B6.C3Bir-Cacna1a^tg-4J/LetJ

Stock number: 008622
Research areas: Cell Biology Research, Neurobiology Research

Description

Mice homozygous for this spontaneous mutation of the calcium channel, voltage-dependent, P/Q type, alpha 1A subunit gene have an ataxic gait, paroxysomal dyskinesia and absence seizures. Tottering 4J mice may be useful for studies of epilepsy and voltage-dependent calcium channels.

Detailed description

Homozygotes for the tottering 4 Jackson allele exhibit a phenotype similar to that of mice homozygous for the tottering allele. Mice have an ataxic gait, with high stepping, waggling movements and paroxysomal dyskinesia. EEG recordings reveal 5-7 Hz spike wave discharges accompanied by behavioral arrest lasting up to 1.8 sec and ocurring an average of four times per hour. This seizure phenotype is less severe than in tottering mice. Unique among the tottering alleles, tg-4J causes altered activation and inactivation kinetics of the voltage-dependent calcium channel. This strain may be useful for studies of epilepsy and voltage-dependent calcium channels.

Development

This spontaneous mutation arose at The Jackson Laboratory in a colony of C3H/HeJBir in the laboratory of Dr.

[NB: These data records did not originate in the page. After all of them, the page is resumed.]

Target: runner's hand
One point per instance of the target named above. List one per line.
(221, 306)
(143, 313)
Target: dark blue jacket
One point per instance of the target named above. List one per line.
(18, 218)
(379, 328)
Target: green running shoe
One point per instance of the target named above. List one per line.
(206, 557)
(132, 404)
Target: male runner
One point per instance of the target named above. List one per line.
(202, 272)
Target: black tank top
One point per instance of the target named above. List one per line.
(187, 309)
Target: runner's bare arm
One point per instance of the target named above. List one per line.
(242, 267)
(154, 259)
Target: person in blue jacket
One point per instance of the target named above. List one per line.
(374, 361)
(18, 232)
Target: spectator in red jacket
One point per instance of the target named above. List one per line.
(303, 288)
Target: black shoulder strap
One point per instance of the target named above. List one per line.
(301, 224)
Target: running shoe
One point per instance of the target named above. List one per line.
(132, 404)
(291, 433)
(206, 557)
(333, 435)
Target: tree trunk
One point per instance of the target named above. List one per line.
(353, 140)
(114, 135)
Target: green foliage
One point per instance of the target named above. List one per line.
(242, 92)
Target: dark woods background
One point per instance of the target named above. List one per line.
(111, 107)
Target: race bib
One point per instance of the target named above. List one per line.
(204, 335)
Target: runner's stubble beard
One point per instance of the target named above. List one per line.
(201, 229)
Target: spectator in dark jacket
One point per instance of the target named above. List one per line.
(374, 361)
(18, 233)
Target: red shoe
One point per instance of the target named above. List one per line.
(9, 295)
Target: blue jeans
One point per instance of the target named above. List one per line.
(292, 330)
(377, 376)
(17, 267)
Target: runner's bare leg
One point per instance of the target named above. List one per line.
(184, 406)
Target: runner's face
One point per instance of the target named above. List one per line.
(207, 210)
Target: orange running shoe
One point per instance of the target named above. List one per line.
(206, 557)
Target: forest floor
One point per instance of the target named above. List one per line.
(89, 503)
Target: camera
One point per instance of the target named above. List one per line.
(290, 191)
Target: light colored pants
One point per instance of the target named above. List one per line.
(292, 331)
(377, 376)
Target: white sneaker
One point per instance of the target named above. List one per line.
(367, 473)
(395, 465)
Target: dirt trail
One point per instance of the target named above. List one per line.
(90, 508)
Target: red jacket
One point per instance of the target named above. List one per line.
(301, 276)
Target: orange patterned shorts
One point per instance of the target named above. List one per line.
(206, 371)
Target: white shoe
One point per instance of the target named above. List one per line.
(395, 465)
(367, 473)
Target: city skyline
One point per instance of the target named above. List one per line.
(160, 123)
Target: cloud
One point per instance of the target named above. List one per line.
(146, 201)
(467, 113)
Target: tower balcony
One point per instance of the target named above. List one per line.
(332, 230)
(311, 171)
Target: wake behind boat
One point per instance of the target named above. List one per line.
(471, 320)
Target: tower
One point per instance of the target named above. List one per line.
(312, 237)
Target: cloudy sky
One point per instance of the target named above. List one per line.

Edward Birkenmeier in 1996. It was backcrossed to C57BL/6J for a minimum of 10 generations in the laboratory of Dr. Wayne Frankel and Dr. Verity Letts. The strain was donated to the Repository in 2008.

Allele

Symbol: Cacna1a^tg-4J
Name: tottering 4 Jackson
MGI accession ID: MGI:2155892
Generation method: Spontaneous
Marker symbol: Cacna1a
Marker name: calcium channel, voltage-dependent, P/Q type, alpha 1A subunit
Chromosome: 8
Strain of origin: C3H/HeJBir
Molecular note: A T to C substitution at coding cDNA nucleotide 1886 (c.1886T>C) results in a change of valine codon 629 to alanine (p.V629A).